Dr. Mullahy examined the use of Multiple Chronic Conditions (MCCs) data as an indicator of individual and population health, functioning, and well-being. He assessed whether this data can be used to establish metrics that will describe the status of, disparities in, and trajectories over time of population health.
- What is the relationship between chronic conditions and combinations of chronic conditions and their outcomes and determinants?
- Can an improved understanding of MCCs and MCC disparities lead to useful population health metrics?
- Develop innovative approaches for using a readily available data source to evaluate changing patterns in population health.
- Equip clinicians, policymakers, and other stakeholders with the information necessary to understand how to address multiple chronic conditions and improve population health.
This study is designed to develop a new measure of health outcomes, with the primary purpose being to devise and implement empirical strategies to summarize the structure of multivariate outcomes like MCCs.
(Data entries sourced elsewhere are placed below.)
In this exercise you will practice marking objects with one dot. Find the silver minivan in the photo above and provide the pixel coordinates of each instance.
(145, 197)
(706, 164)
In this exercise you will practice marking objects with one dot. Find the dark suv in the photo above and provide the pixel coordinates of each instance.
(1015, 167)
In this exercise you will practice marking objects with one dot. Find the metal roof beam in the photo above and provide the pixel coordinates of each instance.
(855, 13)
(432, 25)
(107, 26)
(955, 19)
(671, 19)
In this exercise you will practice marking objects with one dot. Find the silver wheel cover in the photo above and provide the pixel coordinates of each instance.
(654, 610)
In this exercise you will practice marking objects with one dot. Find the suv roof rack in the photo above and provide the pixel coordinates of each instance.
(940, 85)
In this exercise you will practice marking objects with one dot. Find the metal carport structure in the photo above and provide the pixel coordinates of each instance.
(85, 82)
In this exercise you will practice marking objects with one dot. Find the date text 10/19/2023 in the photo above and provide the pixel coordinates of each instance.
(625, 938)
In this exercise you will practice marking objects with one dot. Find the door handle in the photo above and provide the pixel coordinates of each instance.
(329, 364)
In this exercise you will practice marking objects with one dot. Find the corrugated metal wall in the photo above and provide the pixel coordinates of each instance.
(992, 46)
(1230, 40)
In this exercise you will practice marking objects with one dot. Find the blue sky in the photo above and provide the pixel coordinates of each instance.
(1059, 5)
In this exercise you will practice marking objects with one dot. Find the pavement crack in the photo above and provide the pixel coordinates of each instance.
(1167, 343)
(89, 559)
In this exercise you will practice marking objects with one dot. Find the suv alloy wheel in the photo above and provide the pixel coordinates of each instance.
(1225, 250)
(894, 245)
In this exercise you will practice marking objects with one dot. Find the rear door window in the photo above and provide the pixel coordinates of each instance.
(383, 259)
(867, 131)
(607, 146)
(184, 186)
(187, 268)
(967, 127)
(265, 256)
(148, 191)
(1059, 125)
MCC outcomes centering on the importance of MCC patterns, as well as how chronic condition count metrics relate to corresponding patterns within the confines of the same empirical methodologies and data.
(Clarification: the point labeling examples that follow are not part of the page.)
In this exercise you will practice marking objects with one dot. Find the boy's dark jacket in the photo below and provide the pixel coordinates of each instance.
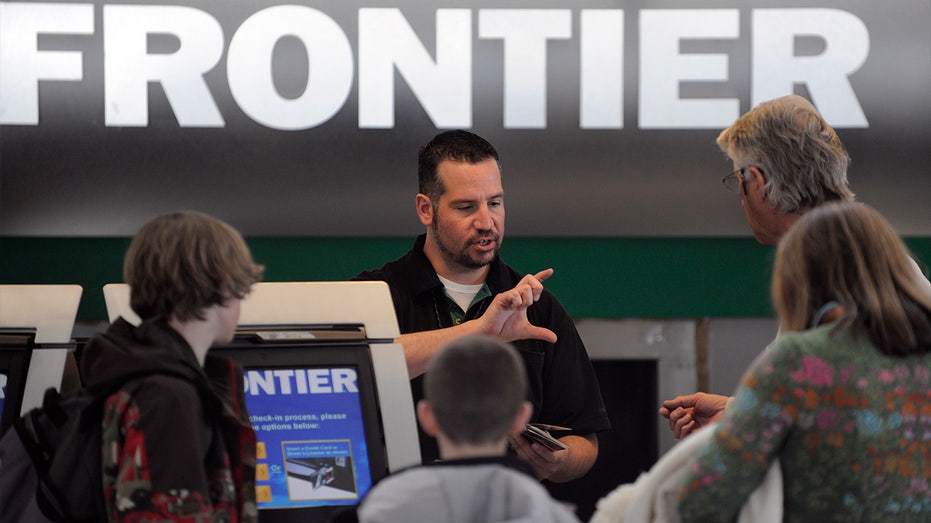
(178, 443)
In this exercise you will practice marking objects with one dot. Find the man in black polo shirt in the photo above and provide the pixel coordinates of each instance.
(452, 283)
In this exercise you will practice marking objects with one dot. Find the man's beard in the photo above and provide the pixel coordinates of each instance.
(463, 257)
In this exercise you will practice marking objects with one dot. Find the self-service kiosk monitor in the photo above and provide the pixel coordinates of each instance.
(327, 391)
(35, 336)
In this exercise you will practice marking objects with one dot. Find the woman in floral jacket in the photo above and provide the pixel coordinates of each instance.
(843, 397)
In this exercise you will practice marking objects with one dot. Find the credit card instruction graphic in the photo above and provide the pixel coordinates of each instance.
(310, 436)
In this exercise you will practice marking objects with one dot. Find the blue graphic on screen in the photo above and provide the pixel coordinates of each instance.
(311, 447)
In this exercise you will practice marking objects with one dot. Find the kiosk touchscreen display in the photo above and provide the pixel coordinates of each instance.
(15, 352)
(314, 407)
(311, 444)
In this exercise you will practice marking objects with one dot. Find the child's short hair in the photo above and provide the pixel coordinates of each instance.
(475, 387)
(181, 263)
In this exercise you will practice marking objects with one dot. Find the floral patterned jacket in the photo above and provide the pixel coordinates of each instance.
(851, 428)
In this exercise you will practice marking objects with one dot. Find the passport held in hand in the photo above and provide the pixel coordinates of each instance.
(539, 432)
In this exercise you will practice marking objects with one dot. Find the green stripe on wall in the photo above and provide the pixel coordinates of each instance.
(595, 277)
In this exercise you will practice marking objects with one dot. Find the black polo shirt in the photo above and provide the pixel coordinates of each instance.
(562, 384)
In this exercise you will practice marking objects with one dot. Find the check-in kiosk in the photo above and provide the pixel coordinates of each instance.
(327, 390)
(36, 322)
A variety of metrics and estimated statistical models were considered and assessed simultaneously and coherently in order to provide an analytical framework that accommodates analysis and reporting of a variety of MCC summary measures – patterns, counts, and other MCC-based metrics. This approach created a method for assessing SES disparities, undertaking projections, evaluating covariate-adjustments and computing "marginal effects" of health determinants on MCC outcomes.